Maddenin yeniden görüşülmesi sırasında, kiracısı gerçek veya tüzel kişi tacir olan sözleşmelerde ceza koşulu ve muacceliyet şartı konulabilmesi hususu tartışılmıştır. Kiracıların yasayla korunmasının, sosyal devlet ilkesinin zorunlu bir gereği olduğu, bu gerekliliğin kiracıların malike nazaran zayıf konumda olmaları gerçekliğine dayandığı ancak zayıf konumda olmayan kiracıların da kurabilecekleri ve kimi zaman ticari alanla ilgili kira sözleşmelerinde ceza koşulu ve muacceliyet şartının konulabilmesi gerektiği belirtilmiştir.

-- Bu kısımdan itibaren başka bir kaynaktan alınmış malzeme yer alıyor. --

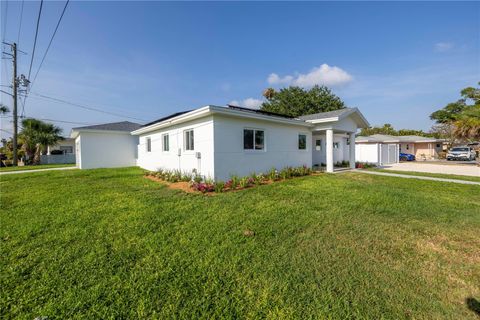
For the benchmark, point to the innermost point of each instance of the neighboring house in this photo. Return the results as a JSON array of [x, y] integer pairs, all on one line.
[[385, 149], [106, 145], [217, 142]]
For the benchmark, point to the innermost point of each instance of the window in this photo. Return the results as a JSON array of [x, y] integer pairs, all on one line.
[[253, 139], [67, 149], [302, 142], [149, 144], [188, 141], [166, 142]]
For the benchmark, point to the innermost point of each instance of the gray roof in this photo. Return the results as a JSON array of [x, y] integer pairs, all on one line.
[[389, 138], [126, 126], [325, 115]]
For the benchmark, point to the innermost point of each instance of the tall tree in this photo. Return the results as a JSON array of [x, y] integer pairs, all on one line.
[[37, 135], [296, 101], [467, 125], [461, 117]]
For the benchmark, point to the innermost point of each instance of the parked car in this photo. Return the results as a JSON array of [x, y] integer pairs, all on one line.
[[407, 157], [461, 153]]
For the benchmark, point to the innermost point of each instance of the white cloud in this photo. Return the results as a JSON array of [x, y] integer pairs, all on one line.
[[247, 103], [323, 75], [443, 46]]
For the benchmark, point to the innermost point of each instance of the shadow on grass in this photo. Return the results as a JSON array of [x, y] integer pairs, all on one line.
[[473, 304]]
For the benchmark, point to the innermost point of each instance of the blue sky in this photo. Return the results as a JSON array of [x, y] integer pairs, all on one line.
[[397, 62]]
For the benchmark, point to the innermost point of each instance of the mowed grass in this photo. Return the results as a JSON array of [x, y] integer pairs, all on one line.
[[36, 167], [110, 244]]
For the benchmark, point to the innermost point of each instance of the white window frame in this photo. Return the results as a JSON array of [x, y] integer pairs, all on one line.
[[148, 144], [66, 148], [264, 140], [306, 141], [185, 139], [165, 135]]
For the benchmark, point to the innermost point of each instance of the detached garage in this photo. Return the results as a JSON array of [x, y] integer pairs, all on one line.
[[106, 145], [378, 151], [385, 149]]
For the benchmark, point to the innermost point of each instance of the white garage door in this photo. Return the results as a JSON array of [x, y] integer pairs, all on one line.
[[388, 153]]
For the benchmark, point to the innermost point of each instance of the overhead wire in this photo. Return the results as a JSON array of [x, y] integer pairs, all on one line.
[[35, 40], [86, 107], [50, 43]]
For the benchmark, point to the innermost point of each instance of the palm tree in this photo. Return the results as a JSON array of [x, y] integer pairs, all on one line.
[[467, 127], [37, 135], [4, 109]]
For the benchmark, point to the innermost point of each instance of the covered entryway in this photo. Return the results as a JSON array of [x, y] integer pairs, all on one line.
[[333, 136]]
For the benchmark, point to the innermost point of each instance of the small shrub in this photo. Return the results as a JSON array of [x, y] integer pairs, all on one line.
[[219, 186], [244, 182], [234, 181], [273, 174], [197, 178], [186, 177], [203, 187]]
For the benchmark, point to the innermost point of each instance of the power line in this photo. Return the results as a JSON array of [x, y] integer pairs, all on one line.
[[52, 120], [87, 107], [50, 43], [35, 41], [20, 24], [4, 30]]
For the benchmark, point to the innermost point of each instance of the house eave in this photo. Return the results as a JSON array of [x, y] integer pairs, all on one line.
[[208, 110], [75, 132]]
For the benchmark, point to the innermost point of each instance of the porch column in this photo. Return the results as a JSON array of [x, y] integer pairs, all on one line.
[[329, 149], [352, 150]]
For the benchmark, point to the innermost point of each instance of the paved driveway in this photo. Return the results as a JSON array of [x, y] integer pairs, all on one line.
[[463, 169]]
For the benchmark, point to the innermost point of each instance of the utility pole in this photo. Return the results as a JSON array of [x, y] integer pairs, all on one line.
[[15, 115], [15, 83]]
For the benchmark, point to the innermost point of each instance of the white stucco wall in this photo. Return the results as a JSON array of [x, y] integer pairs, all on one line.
[[339, 155], [62, 143], [106, 149], [281, 147], [177, 158], [367, 152]]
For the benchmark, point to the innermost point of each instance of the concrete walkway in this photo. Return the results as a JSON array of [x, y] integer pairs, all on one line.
[[37, 170], [417, 177]]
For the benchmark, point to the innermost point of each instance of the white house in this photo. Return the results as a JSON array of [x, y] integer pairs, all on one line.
[[62, 152], [217, 141], [106, 145]]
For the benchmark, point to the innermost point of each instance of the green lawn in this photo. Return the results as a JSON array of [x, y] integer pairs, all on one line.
[[41, 166], [98, 244], [427, 174]]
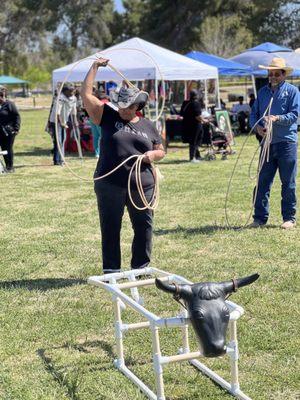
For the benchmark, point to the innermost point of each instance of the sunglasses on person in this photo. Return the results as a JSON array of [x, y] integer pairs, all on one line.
[[276, 74]]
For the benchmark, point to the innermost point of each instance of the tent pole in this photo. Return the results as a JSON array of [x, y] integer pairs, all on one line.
[[218, 92], [156, 102], [254, 87], [205, 94]]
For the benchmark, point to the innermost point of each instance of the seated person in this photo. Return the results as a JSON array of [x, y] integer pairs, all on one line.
[[251, 99], [242, 110]]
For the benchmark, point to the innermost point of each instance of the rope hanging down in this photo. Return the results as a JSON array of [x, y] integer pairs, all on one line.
[[264, 156], [136, 167]]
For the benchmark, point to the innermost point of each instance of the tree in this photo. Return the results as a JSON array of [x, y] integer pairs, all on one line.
[[224, 36]]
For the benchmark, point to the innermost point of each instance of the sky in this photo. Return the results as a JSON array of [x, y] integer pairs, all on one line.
[[119, 5]]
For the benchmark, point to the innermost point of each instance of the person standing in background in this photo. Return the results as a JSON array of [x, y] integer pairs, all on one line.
[[10, 121], [283, 148], [192, 125]]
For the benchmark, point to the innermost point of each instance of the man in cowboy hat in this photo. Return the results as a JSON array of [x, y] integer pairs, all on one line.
[[283, 149]]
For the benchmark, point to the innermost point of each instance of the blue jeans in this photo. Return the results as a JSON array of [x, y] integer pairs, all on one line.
[[283, 156]]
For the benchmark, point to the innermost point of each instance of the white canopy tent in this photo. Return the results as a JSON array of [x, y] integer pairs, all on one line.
[[138, 59]]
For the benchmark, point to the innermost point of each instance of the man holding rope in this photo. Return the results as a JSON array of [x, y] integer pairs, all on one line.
[[123, 135], [282, 153]]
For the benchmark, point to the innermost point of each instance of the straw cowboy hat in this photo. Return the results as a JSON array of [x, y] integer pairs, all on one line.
[[277, 63], [124, 97]]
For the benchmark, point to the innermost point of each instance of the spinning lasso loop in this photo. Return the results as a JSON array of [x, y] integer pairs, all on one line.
[[152, 205], [264, 155]]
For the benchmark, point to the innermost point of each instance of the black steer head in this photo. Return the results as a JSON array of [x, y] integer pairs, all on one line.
[[207, 309]]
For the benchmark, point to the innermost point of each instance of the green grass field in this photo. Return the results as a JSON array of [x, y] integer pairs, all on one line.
[[56, 332]]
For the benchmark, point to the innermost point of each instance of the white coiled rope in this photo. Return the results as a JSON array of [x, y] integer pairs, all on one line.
[[136, 167], [264, 156]]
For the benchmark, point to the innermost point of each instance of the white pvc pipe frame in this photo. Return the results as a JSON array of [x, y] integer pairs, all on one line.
[[154, 322]]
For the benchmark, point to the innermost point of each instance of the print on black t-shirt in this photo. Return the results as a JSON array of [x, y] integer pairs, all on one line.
[[121, 139]]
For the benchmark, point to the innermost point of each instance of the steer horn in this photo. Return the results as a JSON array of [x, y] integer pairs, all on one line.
[[235, 284], [183, 291]]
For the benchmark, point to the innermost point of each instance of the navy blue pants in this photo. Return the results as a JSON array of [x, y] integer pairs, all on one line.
[[283, 156], [112, 201]]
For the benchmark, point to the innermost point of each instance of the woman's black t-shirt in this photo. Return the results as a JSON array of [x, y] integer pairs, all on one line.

İşleme alınmayan ve fakat Komisyon tutanaklarına intikal eden aksi doğrultudaki madde sonuna cümle eklenmesine ilişkin önerge ve gerekçesi şöyledir:

“Ancak kiracı tarafı şirket veya diğer bir tüzel kişi yahut kamu kuruluşu olan kira sözleşmeleri ile kiracısı tacir olan işyeri kira sözleşmelerine ceza koşulu ve muacceliyet şartı konabilir.”

Kiracıların yasayla korunması, sosyal devlet ilkesinin zorunlu bir gereğidir. Bu gereklilik, kiracıların malike nazaran zayıf konumda olmaları gerçekliğine dayalıdır. Ne var ki kira sözleşmesi, zayıf konumda olmayan kiracıların da kurabilecekleri ve kimi zaman ticari alanla ilgili akitlerdir. Esnaf olmayanların (gerçek kişi tacirlerin) ve tüzelkişi tacirlerin kurduğu işyeri kiralarında durum böyledir. Ayrıca şirketlerin, kamu dâhil diğer tüzel kişilerin kendi özel hukukları dışında genel hükümlerle korunma ihtiyaçları yoktur. Önerge, belirtilen somut ihtiyacı, gerçekliğe uygun şekilde düzenleme amacı taşımaktadır.

V-) Kaynak İsviçre Borçlar Kanunu:

Bu maddenin karşılığı bulunmamaktadır.